Comme chacun le sait, le climat y est assez rude. On y chasse encore le Mammouth ou le Rhinoceros à poil laineux, parfois même le Gastornix, les bonnes années. On y pratique des activités de plein air et une gastronomie authentique (les mauvaises langues disent « lourde » mais ce sont juste des petits jaloux) avec des plats aux noms qui font rêver comme « La Truffade » ou « Le pounti » et des fromages au goût puissant… D’un tempérament assez rêveur et solitaire, et lassé de jouer au rugby (le sport national) avec les ours des cavernes, j’ai un jour attrapé le virus de l’écriture qui ne m’a, depuis, jamais laissé et m’a apporté mille joies et supporté dans toutes mes épreuves… J’ai commencé à écrire à l’âge de 9 ans… Un jour, mon père, lassé de me voir lire des bandes dessinées, m’a mis un livre dans la main en me disant « Lis ça ». C’était un livre sans images… J’ai renâclé, puis j’ai commencé la première page, puis la seconde… après j’étais pris, je l’ai fini d’une traite… Et j’ai lu les autres, tous ceux qu’il avait dans sa bibliothèque.

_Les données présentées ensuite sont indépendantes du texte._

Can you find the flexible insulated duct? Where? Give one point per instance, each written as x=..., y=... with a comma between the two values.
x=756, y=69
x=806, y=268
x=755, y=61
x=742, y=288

Ce livre, c’était « Pour Patrie l’Espace » de Francis Carsac, que j’aime toujours autant. Mais quelque chose m’est rapidement apparu… J’avais envie, à mon tour, d’être le héros des histoires que je lisais… Mais je ne connaissais aucun auteur pour s’intéresser à mon sort. Or, un jour, une de mes tantes (plus ma grande sœur que ma tante, qui a presque mon âge, j’ai une famille compliquée, « une famille chat » comme on dit) me raconta un de ses rêves, un rêve assez loufoque avec des robots des monstres, etc.  Ça m’a donné une idée. La semaine j’ai repris tous ces éléments et je les ai mis en forme pour écrire une petite nouvelle de quatre pages, je nous y mettais en scène avec nos cousins et nos copains et il nous arrivait plein d’aventures. Le week-end suivant je la lui ai lue… Elle a adoré et elle m’a dit : « C’est génial. Tu ne voudrais pas en écrire une autre ? »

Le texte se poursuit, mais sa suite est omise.